Credit cards provide numerous benefits and advantages, including earning cash back and credit card reward points on transactions. Credit cards, when managed wisely, may be a valuable capital transaction. However, if you use your credit card recklessly, you might accumulate a lot of debt, damage your credit score, and more. When you use your credit card more than you should and spend money without keeping track of it, you may find yourself owing a large sum on your credit cards. These numbers keep piling up as a result of the exorbitant interest rates charged by credit card companies. Credit card debt is one of the most expensive loans, with interest rates ranging from 30% to 40% p.a. Therefore, you should always keep track of your transactions to avoid credit card debt.
Make no new purchases with your credit card until all of the outstanding credit card balance has been paid.
Examine your monthly earnings, essential costs, and savings, and then allocate amounts to pay off your credit card debt. A visual representation of what you have and how much money you'll need to pay off the extra debt will help you.
All credit cards have their own set of terms and conditions, as well as varied interest rates. If you have bills on many credit cards, prioritise the ones with the highest interest rates and pay them off first. This is an efficient strategy to reduce your overall dues.
If you are unable to repay your credit card balance, you can request your bank to convert the outstanding credit card balance into monthly EMIs. Banks impose a monthly interest rate of 2-3% for allowing the EMI facility. There will additionally be a processing fee of about 1-2% of the outstanding credit card balance.
You can pay off your outstanding credit card balance by using the transfer credit card balance option. Using a balance transfer, you can move your balance from one card to another or from numerous cards to a single card. This provides you with temporary debt relief. The bank offers a credit-free period of up to 90 days to make it easier to repay your outstanding credit card balance.

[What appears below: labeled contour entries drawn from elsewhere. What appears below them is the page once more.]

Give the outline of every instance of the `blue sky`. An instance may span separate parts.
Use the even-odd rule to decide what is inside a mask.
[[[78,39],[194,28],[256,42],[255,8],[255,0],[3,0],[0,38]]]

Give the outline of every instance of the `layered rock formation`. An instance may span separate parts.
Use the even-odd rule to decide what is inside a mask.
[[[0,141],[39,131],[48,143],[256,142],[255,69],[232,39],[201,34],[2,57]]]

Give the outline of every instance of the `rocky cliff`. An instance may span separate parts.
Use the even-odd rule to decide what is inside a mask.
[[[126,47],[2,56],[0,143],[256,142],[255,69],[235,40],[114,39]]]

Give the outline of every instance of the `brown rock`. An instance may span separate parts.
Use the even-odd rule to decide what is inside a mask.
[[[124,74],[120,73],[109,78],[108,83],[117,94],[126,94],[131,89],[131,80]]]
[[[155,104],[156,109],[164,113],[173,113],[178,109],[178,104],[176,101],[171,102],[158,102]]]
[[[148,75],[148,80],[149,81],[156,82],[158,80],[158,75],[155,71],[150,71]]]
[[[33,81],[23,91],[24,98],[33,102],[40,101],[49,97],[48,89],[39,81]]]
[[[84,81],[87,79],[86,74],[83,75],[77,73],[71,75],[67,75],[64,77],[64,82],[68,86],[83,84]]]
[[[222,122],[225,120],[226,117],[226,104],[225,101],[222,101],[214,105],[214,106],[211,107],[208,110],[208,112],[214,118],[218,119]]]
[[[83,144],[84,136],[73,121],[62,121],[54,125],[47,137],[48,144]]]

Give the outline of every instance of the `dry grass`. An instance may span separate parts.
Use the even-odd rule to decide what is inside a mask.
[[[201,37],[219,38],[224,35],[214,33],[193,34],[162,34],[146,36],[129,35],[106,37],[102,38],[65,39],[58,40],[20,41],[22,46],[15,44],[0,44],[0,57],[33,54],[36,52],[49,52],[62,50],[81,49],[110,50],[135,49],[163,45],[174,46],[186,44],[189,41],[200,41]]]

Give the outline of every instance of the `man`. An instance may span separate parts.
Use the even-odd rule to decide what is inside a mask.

If you don't want to transfer your credit card balance from one credit card to another, consider this option. The interest levied on credit cards is the highest of all service debts. As a result, it is preferable to choose a lower-cost loan to pay off this high-cost debt.
Here are some important tips that you must follow to avoid credit card debts.
Taking full advantage of the holiday season is the greatest method to manage your credit cards. You may be eligible for up to 50 days of interest-free credit on your card, depending on your payment cycle and the day you make a transaction.
Because credit cards have a high-interest rate and a late payment fee, using an automatic payment facility to avoid missing bill payments is recommended. You won't have to worry about missing repayment dates if you're travelling or don't have access to your bank because the bill amounts will be withdrawn from your account without your action.
You may receive offers for new cards. The offers appear to be tempting, and there is no doubting that credit cards are useful financial tools. However, using many cards raises your chances of sliding into a debt trap due to missed deadlines. Furthermore, the buy-now, pay-later concept entices even the most frugal shopper to overpay and splurge on non-essentials.
The greatest method to avoid credit card debt is to pay off your entire bill each month. Starting each month with a zero amount lowers the possibility of going into credit card debt. Because your credit card has already been paid in full, you never have to worry about meeting the minimum payment. You must be disciplined and only spend as much as you can afford to pay off in a single month to do this.
Holding excessive credit card debt comes with a lot of concerns, including late payments, missed financial goals, and possible credit score damage. Credit card debt is avoidable if you maintain your spending and payment patterns.